If he was such a prophet, why didn’t he prophesy about the 900 lives lost in the Jonestown Massacre? Wouldn’t that be more relevant than the ‘16 men falling off a bridge’ prophecy which didn’t occur? Look it up.
What I’ve said here doesn’t begin to cover it all. It took me a good month to fathom 400 pages of John’s book. For the sake of not spoiling it, that’s all I will cover. John, we as fellow ex-Branhamites thank you and I whole-heartedly join your cause.
A Relevant Memoir
Tara Westover grew up on a large secluded junkyard in the Idaho mountainside. Her Mormon father suffered an obvious mental illness, constantly preaching The End of the World doctrine and filling her young mind with paranoid delusions. Her brother was abusive. She questioned her sanity. But through it all, she entered Harvard and Yale, earning her degree. I loved experiencing school with her. It felt like I was really there, soaking up all that glorious information, my arms loaded with books, skipping out of fancy college dorm rooms. But my story had taken quite the opposite turn. Her book, Educated, helped me once again understand that such stories were worth telling and gave me insight into where mine might fit on the shelf.

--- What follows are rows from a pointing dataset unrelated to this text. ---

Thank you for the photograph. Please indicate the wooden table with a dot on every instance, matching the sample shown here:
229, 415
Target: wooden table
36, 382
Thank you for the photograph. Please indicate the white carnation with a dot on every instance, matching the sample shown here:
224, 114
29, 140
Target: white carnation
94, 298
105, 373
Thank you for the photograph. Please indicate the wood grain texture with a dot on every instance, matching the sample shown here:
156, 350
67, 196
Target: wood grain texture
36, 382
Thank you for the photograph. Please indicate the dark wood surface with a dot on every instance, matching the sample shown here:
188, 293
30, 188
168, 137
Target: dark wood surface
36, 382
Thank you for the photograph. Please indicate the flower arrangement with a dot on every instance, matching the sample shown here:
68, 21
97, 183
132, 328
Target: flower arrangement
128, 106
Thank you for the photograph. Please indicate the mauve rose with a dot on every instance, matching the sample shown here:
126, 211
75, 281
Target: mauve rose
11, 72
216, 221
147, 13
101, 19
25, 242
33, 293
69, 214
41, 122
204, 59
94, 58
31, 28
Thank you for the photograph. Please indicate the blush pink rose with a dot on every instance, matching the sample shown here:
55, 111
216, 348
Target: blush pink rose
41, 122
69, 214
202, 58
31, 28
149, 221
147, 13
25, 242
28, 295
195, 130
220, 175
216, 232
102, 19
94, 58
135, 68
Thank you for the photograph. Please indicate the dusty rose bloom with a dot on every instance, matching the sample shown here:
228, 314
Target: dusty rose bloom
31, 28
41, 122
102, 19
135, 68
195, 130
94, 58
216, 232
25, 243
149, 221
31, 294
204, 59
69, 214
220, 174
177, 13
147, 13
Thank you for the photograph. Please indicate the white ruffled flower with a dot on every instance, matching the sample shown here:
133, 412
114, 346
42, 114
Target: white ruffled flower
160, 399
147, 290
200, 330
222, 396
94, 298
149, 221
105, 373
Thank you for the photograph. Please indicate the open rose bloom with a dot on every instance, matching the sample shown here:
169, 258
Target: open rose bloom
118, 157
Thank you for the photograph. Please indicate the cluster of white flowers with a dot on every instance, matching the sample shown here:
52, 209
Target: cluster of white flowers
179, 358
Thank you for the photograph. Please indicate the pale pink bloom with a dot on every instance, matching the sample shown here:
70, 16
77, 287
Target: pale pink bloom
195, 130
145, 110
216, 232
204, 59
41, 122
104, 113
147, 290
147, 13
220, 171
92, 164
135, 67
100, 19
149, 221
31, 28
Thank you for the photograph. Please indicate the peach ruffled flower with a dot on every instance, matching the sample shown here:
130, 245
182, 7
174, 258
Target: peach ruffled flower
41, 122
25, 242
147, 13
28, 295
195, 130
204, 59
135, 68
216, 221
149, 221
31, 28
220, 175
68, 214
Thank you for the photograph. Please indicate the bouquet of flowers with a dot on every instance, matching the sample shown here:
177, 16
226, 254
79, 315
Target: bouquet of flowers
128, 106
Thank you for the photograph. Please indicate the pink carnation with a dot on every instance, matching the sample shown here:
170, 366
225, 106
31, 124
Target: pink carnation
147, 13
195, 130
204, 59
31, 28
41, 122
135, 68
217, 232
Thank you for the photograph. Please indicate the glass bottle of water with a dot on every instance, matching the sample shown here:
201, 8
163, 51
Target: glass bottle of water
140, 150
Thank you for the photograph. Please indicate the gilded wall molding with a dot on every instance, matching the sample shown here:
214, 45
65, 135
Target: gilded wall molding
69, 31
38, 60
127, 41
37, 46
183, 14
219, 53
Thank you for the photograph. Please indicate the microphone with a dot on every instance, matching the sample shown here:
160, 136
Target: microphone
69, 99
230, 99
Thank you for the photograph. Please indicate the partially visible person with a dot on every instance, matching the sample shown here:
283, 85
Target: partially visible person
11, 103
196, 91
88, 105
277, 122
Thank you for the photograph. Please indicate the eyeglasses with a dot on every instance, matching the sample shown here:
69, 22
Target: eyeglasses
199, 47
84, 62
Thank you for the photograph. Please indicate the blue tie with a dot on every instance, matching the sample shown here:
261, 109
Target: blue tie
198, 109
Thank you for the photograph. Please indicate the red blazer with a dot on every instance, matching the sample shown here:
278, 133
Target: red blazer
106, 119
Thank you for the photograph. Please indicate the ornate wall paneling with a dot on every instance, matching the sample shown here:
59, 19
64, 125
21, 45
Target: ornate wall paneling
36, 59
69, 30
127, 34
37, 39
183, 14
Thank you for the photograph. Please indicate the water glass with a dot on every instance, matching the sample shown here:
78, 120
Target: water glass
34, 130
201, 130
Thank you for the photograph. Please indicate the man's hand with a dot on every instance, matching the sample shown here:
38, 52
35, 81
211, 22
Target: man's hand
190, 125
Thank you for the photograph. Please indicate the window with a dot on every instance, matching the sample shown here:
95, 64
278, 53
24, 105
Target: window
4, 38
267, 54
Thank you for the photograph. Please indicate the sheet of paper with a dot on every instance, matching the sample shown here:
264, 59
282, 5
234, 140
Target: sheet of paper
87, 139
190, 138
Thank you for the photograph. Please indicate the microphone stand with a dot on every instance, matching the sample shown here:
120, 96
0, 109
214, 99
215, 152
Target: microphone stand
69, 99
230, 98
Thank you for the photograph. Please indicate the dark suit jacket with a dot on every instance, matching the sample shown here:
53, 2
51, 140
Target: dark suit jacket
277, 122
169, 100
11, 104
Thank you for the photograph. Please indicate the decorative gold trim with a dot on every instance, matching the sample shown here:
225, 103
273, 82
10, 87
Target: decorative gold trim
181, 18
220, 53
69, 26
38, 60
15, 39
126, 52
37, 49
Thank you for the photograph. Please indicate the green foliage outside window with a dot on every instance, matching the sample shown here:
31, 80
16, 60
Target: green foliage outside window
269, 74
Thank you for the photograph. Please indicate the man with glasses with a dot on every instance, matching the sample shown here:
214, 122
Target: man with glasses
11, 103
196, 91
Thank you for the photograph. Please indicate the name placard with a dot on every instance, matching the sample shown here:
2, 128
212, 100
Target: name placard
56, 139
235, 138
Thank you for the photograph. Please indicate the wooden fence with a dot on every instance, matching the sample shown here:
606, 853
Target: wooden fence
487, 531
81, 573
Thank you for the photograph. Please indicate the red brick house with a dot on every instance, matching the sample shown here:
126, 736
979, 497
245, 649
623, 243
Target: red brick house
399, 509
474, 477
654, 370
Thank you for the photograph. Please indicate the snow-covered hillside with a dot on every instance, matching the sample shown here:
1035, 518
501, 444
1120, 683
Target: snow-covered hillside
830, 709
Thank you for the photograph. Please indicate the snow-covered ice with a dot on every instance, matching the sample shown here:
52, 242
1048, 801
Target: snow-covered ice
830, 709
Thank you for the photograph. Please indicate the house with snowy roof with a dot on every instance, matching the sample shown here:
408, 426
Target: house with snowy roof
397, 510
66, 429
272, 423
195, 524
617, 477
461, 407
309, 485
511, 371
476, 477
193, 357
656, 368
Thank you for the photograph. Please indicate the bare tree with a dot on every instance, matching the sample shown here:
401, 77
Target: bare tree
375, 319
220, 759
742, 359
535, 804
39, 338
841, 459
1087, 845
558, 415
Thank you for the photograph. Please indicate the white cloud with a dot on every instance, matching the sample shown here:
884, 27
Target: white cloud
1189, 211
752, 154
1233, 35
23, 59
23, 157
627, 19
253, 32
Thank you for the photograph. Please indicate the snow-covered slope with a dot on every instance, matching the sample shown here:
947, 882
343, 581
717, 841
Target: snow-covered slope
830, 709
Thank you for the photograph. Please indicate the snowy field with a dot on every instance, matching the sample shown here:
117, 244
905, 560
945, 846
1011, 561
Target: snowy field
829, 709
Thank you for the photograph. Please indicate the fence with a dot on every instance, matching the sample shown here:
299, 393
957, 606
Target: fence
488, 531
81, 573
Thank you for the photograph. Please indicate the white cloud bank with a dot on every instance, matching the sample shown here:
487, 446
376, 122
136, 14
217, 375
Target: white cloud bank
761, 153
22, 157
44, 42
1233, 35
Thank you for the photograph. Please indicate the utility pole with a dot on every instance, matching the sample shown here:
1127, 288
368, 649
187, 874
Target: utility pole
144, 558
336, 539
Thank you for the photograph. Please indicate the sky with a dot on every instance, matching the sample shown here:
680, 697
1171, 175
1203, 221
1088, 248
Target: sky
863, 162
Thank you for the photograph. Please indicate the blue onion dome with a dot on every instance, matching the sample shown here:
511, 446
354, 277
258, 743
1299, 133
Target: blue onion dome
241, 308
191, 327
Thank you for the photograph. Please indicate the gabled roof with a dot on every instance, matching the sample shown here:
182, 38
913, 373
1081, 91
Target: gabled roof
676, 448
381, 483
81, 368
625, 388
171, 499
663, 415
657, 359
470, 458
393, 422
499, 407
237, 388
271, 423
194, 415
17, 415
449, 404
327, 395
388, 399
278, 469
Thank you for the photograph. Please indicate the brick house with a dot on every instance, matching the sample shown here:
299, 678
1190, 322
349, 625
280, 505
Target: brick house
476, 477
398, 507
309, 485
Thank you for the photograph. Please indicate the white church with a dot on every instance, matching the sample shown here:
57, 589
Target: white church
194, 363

If you’re a heterosexual woman who’s struggled with boundaries and going for what you need in a relationship, pick up Why Men Love Bitches! And don’t be fooled by the title. The instructions given here helped me so much after years of abusive relationships.
Next on my reading list is Where the Willow Weeps by Charity Rissler, former Message Believer.
Then, when it’s released, Know My Name by Chanel Miller. She is the college student who's rapist, Brock Turner, received just 3 months for his brutal crime because he was a good swimmer. I think everyone needs to hear her story!
I’d also like to read Mere Christianity by C.S.Lewis as I’ve heard it gives a unique spin on faith.
Any of the three books written by cult expert Steve Hassan will fall onto my list shortly. One that has grabbed my eye is Combatting Cult Mind Control.
I hope soon to talk more on the books that I enjoy.